MIGALHAS QUENTES

  1. Home >
  2. Quentes >
  3. Confissão que corrobora provas faz incidir atenuante de pena
STJ

Confissão que corrobora provas faz incidir atenuante de pena

De acordo com decisão do STJ, é irrelevante o fato de a confissão ter sido espontânea ou não, total ou parcial, ou mesmo que tenha havido posterior retratação.

Da Redação

segunda-feira, 18 de junho de 2018

Atualizado às 12:14

O ministro Rogerio Schietti Cruz, do STJ, reconheceu a violação ao art. 65, III, "d", do Código Penal e reduziu a pena de um réu condenado por latrocínio para 20 anos de reclusão mais 10 dias-multa.

De acordo com o ministro, as instâncias ordinárias agiram de forma contrária à assente jurisprudência do STJ, no sentido de que: "se a confissão do acusado foi utilizada para corroborar o acervo probatório e fundamentar a condenação, deve incidir a atenuante prevista no artigo 65, III, "d", do Código Penal, sendo irrelevante o fato de a confissão ter sido espontânea ou não, total ou parcial, ou mesmo que tenha havido posterior retratação".

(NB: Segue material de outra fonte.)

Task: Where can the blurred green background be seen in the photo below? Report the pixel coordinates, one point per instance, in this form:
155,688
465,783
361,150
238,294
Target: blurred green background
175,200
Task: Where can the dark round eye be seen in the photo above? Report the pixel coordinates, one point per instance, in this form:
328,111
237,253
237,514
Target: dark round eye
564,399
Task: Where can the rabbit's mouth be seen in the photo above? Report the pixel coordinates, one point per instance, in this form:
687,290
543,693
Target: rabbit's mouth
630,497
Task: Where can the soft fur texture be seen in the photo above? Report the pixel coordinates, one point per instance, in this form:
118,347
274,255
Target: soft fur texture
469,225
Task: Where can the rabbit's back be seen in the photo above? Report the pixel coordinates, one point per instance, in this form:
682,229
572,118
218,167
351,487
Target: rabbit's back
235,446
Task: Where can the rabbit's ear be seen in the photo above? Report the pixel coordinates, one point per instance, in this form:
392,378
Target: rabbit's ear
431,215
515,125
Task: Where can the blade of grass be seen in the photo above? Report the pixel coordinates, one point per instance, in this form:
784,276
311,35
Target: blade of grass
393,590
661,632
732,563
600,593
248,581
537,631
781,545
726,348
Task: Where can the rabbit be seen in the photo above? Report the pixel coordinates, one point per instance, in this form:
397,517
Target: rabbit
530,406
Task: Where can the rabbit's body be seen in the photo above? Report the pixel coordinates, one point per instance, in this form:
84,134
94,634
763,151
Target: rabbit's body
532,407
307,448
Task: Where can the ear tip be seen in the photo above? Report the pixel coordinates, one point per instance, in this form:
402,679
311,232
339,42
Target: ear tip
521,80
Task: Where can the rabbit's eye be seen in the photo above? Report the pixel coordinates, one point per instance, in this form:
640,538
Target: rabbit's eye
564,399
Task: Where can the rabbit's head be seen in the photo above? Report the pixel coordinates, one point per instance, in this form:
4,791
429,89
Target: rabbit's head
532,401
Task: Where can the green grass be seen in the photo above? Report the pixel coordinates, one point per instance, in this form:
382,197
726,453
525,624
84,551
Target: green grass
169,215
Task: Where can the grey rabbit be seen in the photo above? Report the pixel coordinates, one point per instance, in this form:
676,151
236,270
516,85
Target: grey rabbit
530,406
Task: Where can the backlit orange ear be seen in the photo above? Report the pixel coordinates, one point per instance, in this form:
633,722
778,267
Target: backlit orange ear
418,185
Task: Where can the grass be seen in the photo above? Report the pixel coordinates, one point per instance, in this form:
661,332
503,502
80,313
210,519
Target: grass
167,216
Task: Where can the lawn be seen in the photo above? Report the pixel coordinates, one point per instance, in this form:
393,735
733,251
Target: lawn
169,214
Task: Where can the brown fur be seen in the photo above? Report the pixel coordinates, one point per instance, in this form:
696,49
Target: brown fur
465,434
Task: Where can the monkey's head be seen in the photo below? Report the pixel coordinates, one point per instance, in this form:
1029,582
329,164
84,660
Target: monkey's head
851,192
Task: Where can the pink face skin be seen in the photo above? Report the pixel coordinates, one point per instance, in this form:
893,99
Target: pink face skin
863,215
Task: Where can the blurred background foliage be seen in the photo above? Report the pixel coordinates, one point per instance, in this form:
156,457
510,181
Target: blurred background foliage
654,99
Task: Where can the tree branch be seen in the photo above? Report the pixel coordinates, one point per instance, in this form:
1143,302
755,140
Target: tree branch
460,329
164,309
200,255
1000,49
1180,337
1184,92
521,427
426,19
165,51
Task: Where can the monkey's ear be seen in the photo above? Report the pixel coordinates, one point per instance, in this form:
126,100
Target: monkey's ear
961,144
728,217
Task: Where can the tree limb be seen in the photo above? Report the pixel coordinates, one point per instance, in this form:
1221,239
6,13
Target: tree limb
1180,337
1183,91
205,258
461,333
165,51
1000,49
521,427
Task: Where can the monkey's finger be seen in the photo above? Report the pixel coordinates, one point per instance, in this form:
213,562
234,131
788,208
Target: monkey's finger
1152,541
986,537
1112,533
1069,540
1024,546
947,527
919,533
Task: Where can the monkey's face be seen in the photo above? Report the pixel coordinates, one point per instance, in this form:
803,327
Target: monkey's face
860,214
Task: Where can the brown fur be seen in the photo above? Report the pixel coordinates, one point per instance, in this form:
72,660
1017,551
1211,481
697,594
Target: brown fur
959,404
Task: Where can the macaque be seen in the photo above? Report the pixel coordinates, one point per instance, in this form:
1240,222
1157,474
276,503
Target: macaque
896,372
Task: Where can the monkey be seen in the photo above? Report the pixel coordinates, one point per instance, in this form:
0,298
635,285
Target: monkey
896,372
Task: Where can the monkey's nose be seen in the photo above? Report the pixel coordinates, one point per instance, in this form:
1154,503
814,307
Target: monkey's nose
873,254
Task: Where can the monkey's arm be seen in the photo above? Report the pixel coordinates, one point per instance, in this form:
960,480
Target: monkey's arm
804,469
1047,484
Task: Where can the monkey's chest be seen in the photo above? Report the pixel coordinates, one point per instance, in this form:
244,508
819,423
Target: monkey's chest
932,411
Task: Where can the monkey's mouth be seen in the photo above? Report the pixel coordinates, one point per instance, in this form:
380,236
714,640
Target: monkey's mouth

O recorrente havia sido condenado às penas de 23 anos e 4 meses de reclusão, em regime inicial fechado. A sentença foi mantida, na íntegra, pelo TJ/SP, ao negar provimento à apelação criminal interposta pela defesa.

Nas razões de recurso especial, a defesa alega ofensa aos arts. 59 e 65, III, "d", do Código Penal, ao argumento de que a pena-base foi majorada sem a devida motivação concreta e que a confissão espontânea não foi reconhecida.

De acordo com os autos, o magistrado singular afastou a incidência da confissão, tendo em vista que os réus confessaram "somente a intenção de praticarem um roubo". O TJ, ao corroborar o pensamento acerca da confissão externado pelo magistrado de primeiro grau, disse ser inviável acolher o pleito, pois a versão apresentada "não acarretou qualquer colaboração para apuração dos fatos" e "não pode ser aproveitada como atenuante genérica".

Nesse cenário, o ministro Schietti destacou que a confissão realizada foi utilizada para corroborar o acervo probatório e fundamentar a condenação, devendo incidir a atenuante prevista no art. 65, III, "d", do Código Penal.
O ministro também citou a súmula 545 da Corte, segundo a qual “quando a confissão for utilizada para a formação do convencimento do julgador, o réu fará jus à atenuante prevista no art. 65, III, d, do Código Penal".

Reconhecida a ilegalidade na segunda fase da dosimetria, o ministro readequou a pena e determinou o envio de cópia dos autos ao Juízo da condenação para imediata execução da pena imposta.

O advogado Eduardo Janeiro Antunes representou o recorrente no caso.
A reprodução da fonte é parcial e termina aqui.